Mariano Mandolesi nasce a Gaeta nel 1920, è figlio di
Costanzo operaio delle Vetrerie Federate di Gaeta, che come molte degli
operai delle vetrerie si poneva a metà tra l’anarchismo e il socialismo.
Il piccolo Mariano è presto avviato al lavoro nelle vetrerie, dove di
notte inizia come tira catene, nel 1933 è portacatene e l’anno
successivo è battimazza nelle forge della stessa Vetreria. Sono anni
duri: di notte a lavoro e di giorno continua la scuola, il marittimo di
Gaeta dove nel ’37 prese l’abilitazione navale di I classe.

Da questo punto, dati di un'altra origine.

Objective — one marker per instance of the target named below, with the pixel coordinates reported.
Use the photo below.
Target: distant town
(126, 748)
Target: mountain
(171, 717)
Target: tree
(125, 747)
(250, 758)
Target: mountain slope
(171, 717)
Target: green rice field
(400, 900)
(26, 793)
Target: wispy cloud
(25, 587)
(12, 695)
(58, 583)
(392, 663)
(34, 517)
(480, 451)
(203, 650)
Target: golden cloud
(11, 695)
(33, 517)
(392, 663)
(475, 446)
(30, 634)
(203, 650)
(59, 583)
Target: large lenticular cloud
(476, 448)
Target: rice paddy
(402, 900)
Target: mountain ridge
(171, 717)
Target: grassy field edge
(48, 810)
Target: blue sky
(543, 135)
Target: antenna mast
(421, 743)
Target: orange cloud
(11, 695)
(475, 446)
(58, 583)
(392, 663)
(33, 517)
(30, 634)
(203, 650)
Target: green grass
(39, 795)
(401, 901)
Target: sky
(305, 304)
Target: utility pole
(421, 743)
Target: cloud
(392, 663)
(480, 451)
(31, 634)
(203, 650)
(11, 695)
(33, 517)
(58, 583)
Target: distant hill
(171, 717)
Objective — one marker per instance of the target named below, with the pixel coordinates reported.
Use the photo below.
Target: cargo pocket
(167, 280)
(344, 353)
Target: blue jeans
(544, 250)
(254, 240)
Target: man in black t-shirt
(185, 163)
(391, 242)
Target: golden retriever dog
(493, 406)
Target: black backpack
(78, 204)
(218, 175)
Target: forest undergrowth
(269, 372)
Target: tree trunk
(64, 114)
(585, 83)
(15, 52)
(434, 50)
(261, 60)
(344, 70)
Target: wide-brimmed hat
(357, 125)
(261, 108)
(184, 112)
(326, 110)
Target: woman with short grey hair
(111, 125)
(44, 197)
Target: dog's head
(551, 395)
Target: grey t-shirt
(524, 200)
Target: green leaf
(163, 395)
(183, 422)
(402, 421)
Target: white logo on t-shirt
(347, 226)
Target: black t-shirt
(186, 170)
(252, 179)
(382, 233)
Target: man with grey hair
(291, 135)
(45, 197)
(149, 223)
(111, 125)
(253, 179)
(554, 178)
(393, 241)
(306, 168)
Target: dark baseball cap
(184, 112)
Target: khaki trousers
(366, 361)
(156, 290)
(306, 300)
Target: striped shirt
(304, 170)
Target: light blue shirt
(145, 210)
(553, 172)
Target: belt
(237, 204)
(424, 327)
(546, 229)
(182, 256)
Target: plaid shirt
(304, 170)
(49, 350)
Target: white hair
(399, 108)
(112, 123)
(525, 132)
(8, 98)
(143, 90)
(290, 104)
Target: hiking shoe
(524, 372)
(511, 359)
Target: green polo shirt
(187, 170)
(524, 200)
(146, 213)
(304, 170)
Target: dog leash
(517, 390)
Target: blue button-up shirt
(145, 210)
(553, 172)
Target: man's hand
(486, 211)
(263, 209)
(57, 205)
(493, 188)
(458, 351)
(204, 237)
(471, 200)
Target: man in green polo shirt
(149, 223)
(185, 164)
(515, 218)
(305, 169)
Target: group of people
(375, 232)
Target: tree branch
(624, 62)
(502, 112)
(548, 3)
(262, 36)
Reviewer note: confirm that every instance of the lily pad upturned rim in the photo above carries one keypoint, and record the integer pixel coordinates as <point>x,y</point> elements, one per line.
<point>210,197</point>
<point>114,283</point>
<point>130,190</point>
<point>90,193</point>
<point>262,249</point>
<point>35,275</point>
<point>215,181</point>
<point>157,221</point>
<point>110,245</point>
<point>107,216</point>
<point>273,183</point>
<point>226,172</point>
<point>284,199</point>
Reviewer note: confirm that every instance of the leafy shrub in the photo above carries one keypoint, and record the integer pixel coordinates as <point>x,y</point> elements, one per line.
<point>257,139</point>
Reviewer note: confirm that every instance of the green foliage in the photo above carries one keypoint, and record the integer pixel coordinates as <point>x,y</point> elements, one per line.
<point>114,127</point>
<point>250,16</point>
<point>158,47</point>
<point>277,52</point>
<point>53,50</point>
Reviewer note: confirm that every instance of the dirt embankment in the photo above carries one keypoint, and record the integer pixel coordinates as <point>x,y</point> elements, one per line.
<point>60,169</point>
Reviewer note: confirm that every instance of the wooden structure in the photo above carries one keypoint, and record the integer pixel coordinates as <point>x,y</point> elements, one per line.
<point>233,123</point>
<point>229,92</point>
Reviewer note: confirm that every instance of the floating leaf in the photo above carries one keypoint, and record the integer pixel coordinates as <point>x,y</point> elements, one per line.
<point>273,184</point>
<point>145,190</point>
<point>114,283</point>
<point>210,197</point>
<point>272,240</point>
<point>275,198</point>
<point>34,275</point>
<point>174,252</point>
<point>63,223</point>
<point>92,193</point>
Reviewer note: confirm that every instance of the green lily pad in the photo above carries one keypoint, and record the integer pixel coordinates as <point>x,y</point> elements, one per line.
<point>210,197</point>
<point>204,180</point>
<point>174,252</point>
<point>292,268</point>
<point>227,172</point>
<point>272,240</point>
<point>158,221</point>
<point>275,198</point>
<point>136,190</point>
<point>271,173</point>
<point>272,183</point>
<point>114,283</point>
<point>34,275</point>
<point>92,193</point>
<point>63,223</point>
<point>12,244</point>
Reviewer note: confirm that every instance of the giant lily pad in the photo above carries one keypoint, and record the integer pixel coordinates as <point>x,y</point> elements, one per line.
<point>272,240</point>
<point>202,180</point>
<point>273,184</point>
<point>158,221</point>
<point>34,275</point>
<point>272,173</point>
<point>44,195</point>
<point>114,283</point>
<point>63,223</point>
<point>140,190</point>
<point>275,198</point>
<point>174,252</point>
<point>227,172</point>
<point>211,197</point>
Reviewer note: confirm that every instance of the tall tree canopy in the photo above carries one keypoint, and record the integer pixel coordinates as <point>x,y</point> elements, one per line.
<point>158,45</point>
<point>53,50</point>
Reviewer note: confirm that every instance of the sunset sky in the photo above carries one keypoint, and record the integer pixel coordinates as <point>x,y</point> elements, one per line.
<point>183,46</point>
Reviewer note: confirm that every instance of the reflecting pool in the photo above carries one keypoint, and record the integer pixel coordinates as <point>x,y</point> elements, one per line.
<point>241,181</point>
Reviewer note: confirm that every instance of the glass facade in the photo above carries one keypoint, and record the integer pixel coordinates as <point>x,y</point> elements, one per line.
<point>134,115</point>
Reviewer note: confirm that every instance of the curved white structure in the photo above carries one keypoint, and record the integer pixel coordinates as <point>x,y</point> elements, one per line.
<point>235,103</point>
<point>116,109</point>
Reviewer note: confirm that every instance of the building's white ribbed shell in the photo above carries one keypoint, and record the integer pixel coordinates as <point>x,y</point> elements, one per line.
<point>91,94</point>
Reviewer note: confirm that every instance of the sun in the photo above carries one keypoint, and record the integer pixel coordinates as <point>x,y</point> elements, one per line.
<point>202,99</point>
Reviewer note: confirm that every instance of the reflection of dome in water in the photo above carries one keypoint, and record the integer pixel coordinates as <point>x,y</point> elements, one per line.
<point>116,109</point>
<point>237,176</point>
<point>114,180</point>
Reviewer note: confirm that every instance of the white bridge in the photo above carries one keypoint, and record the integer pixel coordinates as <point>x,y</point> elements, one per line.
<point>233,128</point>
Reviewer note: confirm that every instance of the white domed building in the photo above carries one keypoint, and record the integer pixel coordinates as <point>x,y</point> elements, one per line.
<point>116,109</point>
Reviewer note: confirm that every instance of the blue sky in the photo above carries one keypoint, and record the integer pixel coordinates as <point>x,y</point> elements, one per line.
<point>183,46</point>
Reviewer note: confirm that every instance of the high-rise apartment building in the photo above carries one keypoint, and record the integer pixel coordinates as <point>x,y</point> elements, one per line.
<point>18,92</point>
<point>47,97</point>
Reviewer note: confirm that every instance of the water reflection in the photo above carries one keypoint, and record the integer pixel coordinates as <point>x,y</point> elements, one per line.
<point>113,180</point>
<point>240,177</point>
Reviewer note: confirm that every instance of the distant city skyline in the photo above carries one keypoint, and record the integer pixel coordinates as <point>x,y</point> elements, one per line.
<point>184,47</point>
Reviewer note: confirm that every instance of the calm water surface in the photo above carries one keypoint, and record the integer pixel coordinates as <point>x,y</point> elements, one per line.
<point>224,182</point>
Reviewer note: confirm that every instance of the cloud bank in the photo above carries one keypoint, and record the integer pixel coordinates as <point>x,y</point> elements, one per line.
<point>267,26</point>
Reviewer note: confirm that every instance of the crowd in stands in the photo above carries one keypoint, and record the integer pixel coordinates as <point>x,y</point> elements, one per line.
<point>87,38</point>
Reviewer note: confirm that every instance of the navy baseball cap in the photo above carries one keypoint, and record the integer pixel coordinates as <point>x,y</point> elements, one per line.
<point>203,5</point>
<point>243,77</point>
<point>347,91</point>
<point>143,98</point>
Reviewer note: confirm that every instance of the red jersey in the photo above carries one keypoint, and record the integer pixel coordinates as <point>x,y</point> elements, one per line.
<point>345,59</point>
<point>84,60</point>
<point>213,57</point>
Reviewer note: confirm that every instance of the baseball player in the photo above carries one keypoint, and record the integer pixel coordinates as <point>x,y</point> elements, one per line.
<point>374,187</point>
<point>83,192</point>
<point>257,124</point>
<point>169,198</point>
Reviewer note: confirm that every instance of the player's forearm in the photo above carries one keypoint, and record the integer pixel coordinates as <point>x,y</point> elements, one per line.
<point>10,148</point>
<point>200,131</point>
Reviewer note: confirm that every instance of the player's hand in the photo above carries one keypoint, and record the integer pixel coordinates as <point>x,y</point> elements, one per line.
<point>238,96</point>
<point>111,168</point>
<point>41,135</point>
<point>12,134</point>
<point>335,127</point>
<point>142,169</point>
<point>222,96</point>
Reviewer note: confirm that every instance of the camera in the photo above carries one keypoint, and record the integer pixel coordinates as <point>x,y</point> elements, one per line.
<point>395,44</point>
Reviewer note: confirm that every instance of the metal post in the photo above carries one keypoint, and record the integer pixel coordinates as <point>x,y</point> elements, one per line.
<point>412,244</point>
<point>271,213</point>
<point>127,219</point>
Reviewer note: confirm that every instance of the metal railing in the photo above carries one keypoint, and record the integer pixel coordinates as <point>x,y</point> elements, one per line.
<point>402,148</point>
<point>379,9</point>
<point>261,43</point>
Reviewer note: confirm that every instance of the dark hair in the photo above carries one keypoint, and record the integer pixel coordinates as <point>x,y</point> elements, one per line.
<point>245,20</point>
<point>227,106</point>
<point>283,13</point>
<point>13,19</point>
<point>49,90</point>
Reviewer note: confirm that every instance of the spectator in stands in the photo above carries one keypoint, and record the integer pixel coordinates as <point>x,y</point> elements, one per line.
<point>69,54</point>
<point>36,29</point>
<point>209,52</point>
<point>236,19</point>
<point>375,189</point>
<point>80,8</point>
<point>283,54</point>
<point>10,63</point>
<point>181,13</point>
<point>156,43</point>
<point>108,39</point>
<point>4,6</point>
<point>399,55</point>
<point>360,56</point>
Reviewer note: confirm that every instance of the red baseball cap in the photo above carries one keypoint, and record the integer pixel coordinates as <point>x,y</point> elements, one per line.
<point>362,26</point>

Mariano a
quindici anni va nelle Marche, è già un’antifascista convinto, con due
amici fonda una cellula antifascista e immagina di fare un attentato a
Mussolini. Il progetto prende forma, pensa ad una bomba da mettere sotto
una strada a Gaeta dove spesso il duce passa in rivista, vuole farla
esplodere dal mare, prepara un detonatore con il filamento di una
lampadina, ma i suoi propositi sono fermati dal farmacista. Eh si perché
per fabbricare l’ordigno l’unico esplosivo possibile è il clorato di
potassio che compra mezza libra alla volta fino ad accumularne dieci
chili, poi il farmacista pensando che volesse farci i botti per
capodanno gli spiega che il clorato serve per gli sciacqui e rifiuta di
venderne ancora. Nel ’38 si trasferisce a Civitanova Marche dove lavora
in fabbrica, alle Officine fratelli Cecchetti ed è lì che il nostro
diventa comunista, come egli stesso racconta: quando uno di questi
emissari che stavano dentro alle fabbriche, sapendomi antifascista mi
disse: “Di un po’; ma tu sei comunista o socialista?” E io gli ho detto:
“Guarda, io non ne capisco niente; tu mi devi spiegare cos’e’ il
socialista e cos’e’ il comunista?” E lui mi ha detto: “Socialisti sono
quelli che vogliono formare prima la coscienza alla gente e poi prendere
il potere. I comunisti invece vogliono prendere il potere per poter
formare la coscienza alla gente”. E io gli ho detto: “Allora sono
comunista. Prendiamo il potere e poi facciamo la coscienza alla gente.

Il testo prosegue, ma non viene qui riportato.